Anthony Weiner is back. The voluble former New York congressman and notorious crotch-texter is plotting his political comeback. “I don’t have this burning, overriding desire to go out and run for office,” he told the New York Times. “It’s not the single animating force in my life as it was for quite some time. But I do recognize, to some degree,” he added in a veritable declaration of his candidacy, “it’s now or maybe never for me, in terms of running for something.”
Weiner may be a nasty piece of work—his own brother calls out his “douchiness”— but he’s not nuts for envisioning himself in Gracie Mansion, the seat of New York’s Mayor. He’s got a good shot at electoral redemption less than two years after “Weinergate.” A recent poll of registered Democrats conducted by Marist College/NBC News found Weiner running second in the mayoral race.
Mark Sanford may have exited Stage Right just a few years ago as a result of his own sex scandal, but the former governor of South Carolina has circled around backstage and is ready to enter Stage Left.

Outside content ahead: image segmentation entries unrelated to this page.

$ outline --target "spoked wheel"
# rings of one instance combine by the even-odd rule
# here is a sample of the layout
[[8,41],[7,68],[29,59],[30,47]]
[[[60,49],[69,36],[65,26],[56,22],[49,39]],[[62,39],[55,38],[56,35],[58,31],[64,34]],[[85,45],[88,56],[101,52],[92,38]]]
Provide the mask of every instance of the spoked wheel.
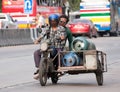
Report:
[[39,80],[41,86],[45,86],[47,83],[47,59],[42,58],[39,67]]
[[51,76],[51,81],[53,84],[57,84],[58,82],[58,76],[57,76],[57,73],[53,73],[52,76]]
[[96,74],[96,80],[99,86],[103,85],[103,71],[102,71],[102,65],[100,61],[98,60],[98,69],[95,72]]

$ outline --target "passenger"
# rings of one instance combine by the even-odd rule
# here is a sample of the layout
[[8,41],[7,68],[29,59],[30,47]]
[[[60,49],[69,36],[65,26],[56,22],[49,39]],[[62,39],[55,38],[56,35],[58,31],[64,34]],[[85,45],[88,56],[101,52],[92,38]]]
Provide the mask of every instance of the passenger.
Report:
[[37,28],[45,26],[45,18],[42,16],[41,12],[38,13],[37,19],[38,19]]
[[[46,32],[44,31],[43,33],[41,33],[41,35],[38,37],[38,39],[34,43],[38,44],[41,41],[43,34],[44,35],[47,34],[47,37],[52,41],[52,45],[54,45],[56,47],[56,45],[54,43],[57,43],[57,39],[59,36],[60,40],[62,40],[62,42],[61,42],[62,44],[60,44],[60,45],[65,46],[66,31],[65,31],[64,27],[58,25],[58,22],[59,22],[59,16],[57,14],[50,15],[49,16],[50,27],[48,30],[49,34],[47,34],[48,31],[46,31]],[[57,50],[55,50],[55,51],[57,51]],[[39,64],[40,64],[40,60],[41,60],[41,53],[42,52],[40,52],[40,49],[38,49],[34,52],[34,62],[35,62],[35,67],[37,68],[37,71],[34,73],[34,79],[38,79],[38,77],[39,77]],[[57,53],[54,53],[54,55],[52,57],[54,57],[55,54],[57,54]]]
[[59,25],[63,26],[65,28],[65,31],[67,33],[67,39],[69,42],[69,50],[72,50],[71,43],[73,41],[73,36],[72,36],[70,29],[68,27],[66,27],[66,24],[68,23],[68,21],[69,21],[69,18],[66,15],[61,15],[59,17]]

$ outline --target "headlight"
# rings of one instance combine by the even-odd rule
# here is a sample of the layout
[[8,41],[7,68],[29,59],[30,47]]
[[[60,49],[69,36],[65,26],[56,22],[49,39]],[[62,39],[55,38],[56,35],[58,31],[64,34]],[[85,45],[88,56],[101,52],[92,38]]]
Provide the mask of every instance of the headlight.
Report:
[[48,44],[47,44],[46,42],[43,42],[43,43],[41,44],[41,46],[40,46],[40,49],[41,49],[42,51],[46,51],[46,50],[48,49]]

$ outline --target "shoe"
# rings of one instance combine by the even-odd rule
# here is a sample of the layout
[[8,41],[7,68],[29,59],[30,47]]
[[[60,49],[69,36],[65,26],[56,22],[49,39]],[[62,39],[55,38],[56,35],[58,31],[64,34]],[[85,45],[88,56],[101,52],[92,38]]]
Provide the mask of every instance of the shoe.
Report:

He’s vying to win a congressional seat he once held for three terms.
Sanford’s five-day disappearance to see his mistress in Argentina during his governorship and subsequent dissembling about his whereabouts would seem sufficient to permanently damage his political career, as would his rank hypocrisy given his social conservatism. Yet Sanford recently won the GOP primary for his old seat. While this was before his ex-wife slapped him with a trespassing complaint, in the land of second chances, the latest setback probably won’t likely derail his comeback. Will anything? Probably not. Let he without sin cast the first ballot; let everyone else run for office—again and again.
Republican strategist Alex Castellanos thinks the public’s tolerance for scandal has grown because of technology. “In the age of constant communications, our politics has devolved to the point that political rehab is now the norm,” he told Politico. “Although tawdry doings by public figures isn’t new, “what is different is that there is no distinction between private and public life…Everything is public. Political leaders never take their jerseys off after the game. There is no ‘after the game.’ Therefore, all the flaws and faults their private lives once sheltered must now be rehabbed in public view.”
Castellanos may be onto something, but our merciful inclination extends beyond scandal-prone elected officials. Many neoconservatives who confidently promised that naked imperialism would bring salvation to one and all largely remain in good standing in polite society.
While a lawyer similarly inept would be disbarred and an incompetent physician would lose his medical license, the arrogant hacks advocating the invasion of Iraq suffer no sanctions whatsoever. Their grandiose vision may have proven ruinous for Americans and Iraqis alike, yet their counsel is still sought. You can find them shamelessly pontificating on television or in the op-ed pages of the country’s most respected newspapers. Their so-called Freedom Agenda may be relegated to history’s trashcan, but they somehow have retained the “freedom” to be ass-backwards wrong.
Redemption is no sin, of course. Quite the opposite; it can be commendable. “I once was lost but now am found,” goes Amazing Grace. “Was blind, but now I see.” But here’s the rub: all too often, we don’t recognize the possibility of redemption for the most down and out. Just look at mandatory sentencing laws, examples par excellence of cruel and unusual punishment for those we judge irredeemable. However, we do forgive the unworthy, provided they’re from the establishment. To not recognize this transparent distinction is to miss the most forceful contradiction undermining our democracy.
Weiner’s sexting was his own business, but not his lying about it. The latter justified his resignation. Similarly, Sanford’s dalliance was not the public’s concern, though his deceitfulness following the episode did warrant scrutiny and condemnation. But aside from perfunctory apologies, what have the two offered up before returning to public life? Just a short sabbatical.
And how about the neocons? They have expressed no regret or contrition. Anything but. In most cases, they insist that their discredited worldview has actually been vindicated. More than a few even took credit for the Arab Spring, which they alleged was inspired by the Freedom Agenda, until the region’s revolutions soured and they backtracked. But why are we listening to them at all? Similarly, why has absolution been offered to those who haven’t sought it?
F. Scott Fitzgerald famously said, “There are no second acts in American lives.” Unfortunately, when it comes to the most underserving, he was sadly mistaken.